Allein, ein böser Dämon hat sich sein

bemächtigt. In der Bucht erschien ein Schiff,

schwarz, rote Fratzen auf den schwarzen Segeln,

des bloße Gegenwart ihn grausam quält.

Von Tauris stammt es, steht der Göttin zu,

die mehr als alle lechzt nach Menschenblut.

Wer zittert nicht in Graun vor Hekate?

Hund, Pferd und Löwe zeigt die heilige Säule

auf Deck des Schiffes, Hundsgebell ertönt

von dort die ganze Nacht: es schreit um Rache –

so meint das Heer und rings im Land das Volk –,

es heult um Rache für die heilige Hirschkuh.

Den König aber bringt's dem Wahnsinn nah.

Er muß es hören überall! Vergeblich

sucht er zu schlafen. Er verstopft vergeblich

mit Wachs die Ohren, hüllt in Felle sich

das Haupt, und nicht Gesang noch Saitenspiel

vermag das Wutgebell zu übertönen.

Menelaos

Denkst du wie ich, getreuer Kritolaos,

so schaffen wir ihn fort mit einem Handstreich.

Kritolaos

Zu spät!

Menelaos

Warum zu spät?

Kritolaos

Er gab dem Drängen

des Kalchas und dem eignen Wahnsinn nach

und gab Befehl zur Reise Klytämnestras

und Iphigeniens hierher ins Lager.

Menelaos

Du lügst! Unmögliches geschieht nicht! Nie

wird Agamemnon darein willigen,

den Schlächtern seine Tochter auszuliefern.

Kritolaos

Und was dann wohl bedeutet sein Befehl?

Menelaos

Daß ein Verbrechen sich vollenden will,

ganz Hellas schändend, so wie keines vor ihm

und keins in aller Zukunft es vermag:

und ließe ein Atride es geschehn

und jemand, der dem Haus verbunden ist,

ihm wüßt' ich keine Strafe groß genug

im Reich des obren und des schwarzen Zeus.

Dritter Auftritt

Agamemnon

noch unsichtbar He, Kritolaos! Kritolaos, he!

Agamemnon erscheint im Nachtgewand. Menelaos ist ins Dunkel zurückgewichen.

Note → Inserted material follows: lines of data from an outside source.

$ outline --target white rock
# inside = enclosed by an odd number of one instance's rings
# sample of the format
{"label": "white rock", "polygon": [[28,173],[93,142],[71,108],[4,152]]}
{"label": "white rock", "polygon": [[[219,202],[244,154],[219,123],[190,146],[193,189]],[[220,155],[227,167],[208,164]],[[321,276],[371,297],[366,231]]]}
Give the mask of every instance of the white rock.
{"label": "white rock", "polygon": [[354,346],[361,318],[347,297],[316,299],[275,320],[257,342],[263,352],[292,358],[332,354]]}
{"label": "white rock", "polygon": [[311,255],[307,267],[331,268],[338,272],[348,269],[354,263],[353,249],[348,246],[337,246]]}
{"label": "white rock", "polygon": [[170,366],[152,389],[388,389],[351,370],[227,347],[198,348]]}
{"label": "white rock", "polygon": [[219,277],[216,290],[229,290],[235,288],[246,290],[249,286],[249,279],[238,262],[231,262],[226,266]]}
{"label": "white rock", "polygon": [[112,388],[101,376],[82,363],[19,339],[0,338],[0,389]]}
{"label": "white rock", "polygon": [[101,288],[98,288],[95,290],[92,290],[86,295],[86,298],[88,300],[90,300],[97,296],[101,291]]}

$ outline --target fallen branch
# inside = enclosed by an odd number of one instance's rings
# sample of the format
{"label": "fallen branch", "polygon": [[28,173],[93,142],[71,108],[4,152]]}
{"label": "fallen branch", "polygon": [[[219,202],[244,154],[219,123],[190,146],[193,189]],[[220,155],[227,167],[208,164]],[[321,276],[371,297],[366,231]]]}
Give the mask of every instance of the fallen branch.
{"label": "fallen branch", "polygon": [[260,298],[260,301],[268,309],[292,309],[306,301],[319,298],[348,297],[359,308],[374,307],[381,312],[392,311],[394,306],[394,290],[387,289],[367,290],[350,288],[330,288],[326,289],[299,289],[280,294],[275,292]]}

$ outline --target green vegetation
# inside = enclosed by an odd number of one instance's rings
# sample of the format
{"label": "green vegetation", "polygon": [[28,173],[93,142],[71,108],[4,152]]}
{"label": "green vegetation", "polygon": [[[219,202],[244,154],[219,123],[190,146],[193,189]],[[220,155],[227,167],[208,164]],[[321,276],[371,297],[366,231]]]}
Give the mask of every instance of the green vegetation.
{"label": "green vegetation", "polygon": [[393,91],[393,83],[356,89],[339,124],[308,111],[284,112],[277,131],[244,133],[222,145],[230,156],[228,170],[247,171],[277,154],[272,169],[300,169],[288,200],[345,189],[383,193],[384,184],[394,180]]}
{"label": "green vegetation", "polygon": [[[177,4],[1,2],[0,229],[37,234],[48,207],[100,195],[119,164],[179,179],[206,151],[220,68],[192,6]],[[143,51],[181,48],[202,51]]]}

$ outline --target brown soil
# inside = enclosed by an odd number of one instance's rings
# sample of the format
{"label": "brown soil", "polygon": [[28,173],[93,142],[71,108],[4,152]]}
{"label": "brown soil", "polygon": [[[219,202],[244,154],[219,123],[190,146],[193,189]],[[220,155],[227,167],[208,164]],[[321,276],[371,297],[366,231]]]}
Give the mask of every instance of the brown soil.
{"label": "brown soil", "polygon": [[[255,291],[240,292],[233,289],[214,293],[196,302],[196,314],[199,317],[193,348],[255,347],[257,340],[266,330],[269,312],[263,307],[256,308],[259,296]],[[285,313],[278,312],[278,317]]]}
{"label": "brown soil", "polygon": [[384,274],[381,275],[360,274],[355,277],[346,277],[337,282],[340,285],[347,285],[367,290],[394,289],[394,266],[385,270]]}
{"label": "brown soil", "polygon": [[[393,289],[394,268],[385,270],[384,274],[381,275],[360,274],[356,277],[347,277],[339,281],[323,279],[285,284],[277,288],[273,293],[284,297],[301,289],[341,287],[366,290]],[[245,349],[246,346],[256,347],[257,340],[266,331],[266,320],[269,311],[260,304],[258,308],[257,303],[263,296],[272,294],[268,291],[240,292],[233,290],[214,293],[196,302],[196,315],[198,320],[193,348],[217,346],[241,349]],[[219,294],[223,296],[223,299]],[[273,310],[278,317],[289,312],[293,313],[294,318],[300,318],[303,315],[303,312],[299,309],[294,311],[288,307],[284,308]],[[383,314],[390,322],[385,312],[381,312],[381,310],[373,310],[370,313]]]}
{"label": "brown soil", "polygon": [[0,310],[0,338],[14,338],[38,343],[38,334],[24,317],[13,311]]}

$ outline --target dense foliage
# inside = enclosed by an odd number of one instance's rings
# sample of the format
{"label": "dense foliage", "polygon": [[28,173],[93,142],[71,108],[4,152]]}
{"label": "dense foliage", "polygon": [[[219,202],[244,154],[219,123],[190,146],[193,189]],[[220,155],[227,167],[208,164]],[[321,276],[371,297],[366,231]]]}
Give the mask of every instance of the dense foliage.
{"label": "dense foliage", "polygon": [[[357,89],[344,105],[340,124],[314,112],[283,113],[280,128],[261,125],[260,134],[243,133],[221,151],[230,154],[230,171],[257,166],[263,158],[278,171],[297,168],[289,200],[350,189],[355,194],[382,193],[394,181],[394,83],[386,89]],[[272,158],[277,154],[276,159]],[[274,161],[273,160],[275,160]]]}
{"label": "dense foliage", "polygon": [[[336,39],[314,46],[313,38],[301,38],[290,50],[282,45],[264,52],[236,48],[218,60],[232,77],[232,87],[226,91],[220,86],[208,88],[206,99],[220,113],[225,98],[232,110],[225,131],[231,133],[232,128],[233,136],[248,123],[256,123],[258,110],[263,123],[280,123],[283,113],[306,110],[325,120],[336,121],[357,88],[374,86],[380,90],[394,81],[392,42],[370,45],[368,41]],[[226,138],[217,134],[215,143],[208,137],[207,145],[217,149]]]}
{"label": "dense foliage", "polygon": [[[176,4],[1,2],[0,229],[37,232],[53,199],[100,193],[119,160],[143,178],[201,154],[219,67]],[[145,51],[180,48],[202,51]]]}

Wo bist du? Wollt ihr alle mich verlassen?

Kritolaos

Nein, Herr, hier bin ich.

Agamemnon

Bist du wirklich noch?

Ich weiß nicht, ob ich bin, noch, ob ich nicht bin.

Vielleicht, daß etwas sich in mir erhebt

vom Trotze des Titanen, den die Wut

des Zeus für seine Menschenliebe traf,

ihn lebend an den Felsen nageln ließ

durch seinen niedren Schmiedeknecht Hephäst

und seine Flügelhunde auf ihn hetzte,

die täglich ihm in aufgerißner Brust

die Leber mit den Fängen blutig ritzten

und, ohne ihn zu töten, an ihr fraßen.

Das ist mein Los. Doch mag der Abgrund mich

verschlingen: was er will, wird nie geschehn!

Kritolaos

Und was verlangt der Göttervater, Herr?

Agamemnon

Du nennst ihn Vater! Schäme dich des Worts! –

Das Opfer Iphigeniens, meiner Tochter!

Kritolaos

O lästre nicht den Uranionen Zeus,

der diesem blutigen Pfaffenratschluß fernsteht!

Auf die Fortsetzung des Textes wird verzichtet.